Erguendo timidamente o dedo e avançando com temor: “John.”

Após aquiescer com a cabeça, continuou: “John. Pois bem, John, andamos observando seus dados de produtividade e....”

Avançando um pouco mais que antes e desta vez com a mão espalmada num sinal de pare: “eu posso explicar, senhor Silvei...”

Com a mão aberta e firme, fazendo com que o outro recue momentaneamente, antes com ambos os cotovelos fincados sobre a mesa, agora, o Silveira recua, abre um pouco as pernas, deixa um cotovela solto num braço da cadeira, o outro apoiado com a mão suspensa e gesticulando espaçosamente:

“John, sua produtividade está abaixo da nossa política interna, além disso, devo ser franco: você tem problemas de relacionamento com os demais colaboradores...”

Os mesmo gestos repetem-se, o Silveira retoma o discurso: “O fato é, John: agradecemos sua colaboração pra nossa empresa, mas, infelizmente, teremos que encerrar nosso contrato.”

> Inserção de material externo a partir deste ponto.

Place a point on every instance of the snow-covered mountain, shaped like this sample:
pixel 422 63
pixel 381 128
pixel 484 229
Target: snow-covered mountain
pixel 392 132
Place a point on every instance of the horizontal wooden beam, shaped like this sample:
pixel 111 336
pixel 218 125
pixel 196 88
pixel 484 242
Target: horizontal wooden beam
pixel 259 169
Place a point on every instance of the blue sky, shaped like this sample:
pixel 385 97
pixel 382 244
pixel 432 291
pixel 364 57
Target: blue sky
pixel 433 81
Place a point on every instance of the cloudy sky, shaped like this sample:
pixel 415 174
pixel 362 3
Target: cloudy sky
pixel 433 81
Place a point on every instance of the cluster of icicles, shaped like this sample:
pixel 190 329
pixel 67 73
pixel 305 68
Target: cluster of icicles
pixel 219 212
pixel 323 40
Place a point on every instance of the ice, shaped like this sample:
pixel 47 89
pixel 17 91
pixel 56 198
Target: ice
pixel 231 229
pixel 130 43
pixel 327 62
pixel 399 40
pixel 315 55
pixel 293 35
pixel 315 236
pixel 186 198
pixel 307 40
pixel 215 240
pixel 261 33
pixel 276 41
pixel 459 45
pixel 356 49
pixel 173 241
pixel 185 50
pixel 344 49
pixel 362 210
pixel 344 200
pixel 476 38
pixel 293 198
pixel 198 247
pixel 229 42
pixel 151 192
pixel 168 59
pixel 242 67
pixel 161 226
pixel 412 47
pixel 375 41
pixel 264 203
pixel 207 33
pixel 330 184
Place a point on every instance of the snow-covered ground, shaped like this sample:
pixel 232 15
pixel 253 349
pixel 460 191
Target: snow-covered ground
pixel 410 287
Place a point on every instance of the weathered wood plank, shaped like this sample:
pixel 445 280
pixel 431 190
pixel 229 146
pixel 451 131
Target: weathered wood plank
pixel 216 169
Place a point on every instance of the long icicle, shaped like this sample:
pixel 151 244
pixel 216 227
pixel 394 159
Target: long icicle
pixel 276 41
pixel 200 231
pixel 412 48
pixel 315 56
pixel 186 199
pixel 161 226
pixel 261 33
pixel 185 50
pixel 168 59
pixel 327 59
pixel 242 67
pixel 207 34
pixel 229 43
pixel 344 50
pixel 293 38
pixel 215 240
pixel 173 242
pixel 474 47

John deixou o pescoço levar a cabeça para todas as direções da sala, com uma das mãos coçava-se freneticamente por breve tempo e então deixava a mão cair sobre o colo, os olhos arregalados, pouco a pouco foi retomando a razão, levantou-se, olhou para o Silveira e abriu a porta, o chefe interrompeu-o:

“E, só mais uma coisa, Jon, o seu último relatório, poderia deixar ele aqui antes de ir?”

Sem se virar: “claro.”

Cruzou ainda com o barbudo pelo corredor “boas notícias, John?” que seguiu rindo com outros que estavam ali matando trabalho enviando um pouco de café pra dentro do estômago.

John procurou pelo papel com uma tranquildiade maior do que estava habituado, mas tão logo começou a pensar nas dívidas do mês, na dificuldade em encontrar outro emprego, nos quatro anos que tinha investido naquele, nos quase trinta anos que lhe atingiam as carnes, começou a suar, a tremer, abriu um botão da camisa, se não encontrasse aquele documento, a notícia poderia espalhar-se, ele poderia ser taxado como uma incompetente completo, isso poderia arruiná-lo, talvez, tivesse que mudar de bairro e pior, afastar-se dela, como poderia aproximar-se dela sem qualquer condição financeira? Tinha que encontrar aquele papel, tinha certeza que o trabalho havia sido bem feito, quem sabe eles poderiam reconsiderar a demissão? Nunca se sabe. Por cima do computador, entre outras folhas encontrou a que procurava, um tanto abarrotada, mas legível, todo o relatório do mês, com um média maior do que as dos últimos e por uma boa razão: pretendia abordá-la finalmente, pretendia convidá-la para sair e queria levá-la a um lugar caro, de classe, o que necessitava mais dinheiro, John estava disposto a trabalhar duro para dar o que ela merecia, por isso o esforço, depois dos primeiros meses de queda, estava em alta cada vez maior. Seria sua salvação, ser demitido era tudo o que ele não precisava agora. Um tanto estabanado, foi-se, mais confiante, à sala do Silveira, bateu na porta com mais força e com um sorriso metade satisfação metade forçado entregou em mãos o documento e com uma segurança incomum proferiu, apesar dos tropeços:

“Espero que o senhor analise o meu trabalho do mês e perceba que... que os meus últimos resultados... foram apenas pontuais, este mês, a minha produtividade, o senhor verá, foi, foi muito maior que toda a minha média e até até mesmo a dos meus colegas.”

“Vou ver sim, Jon.”

“É John, senhor.”

“Sim, sim, Jon, pode ir agora, entraremos em contato.”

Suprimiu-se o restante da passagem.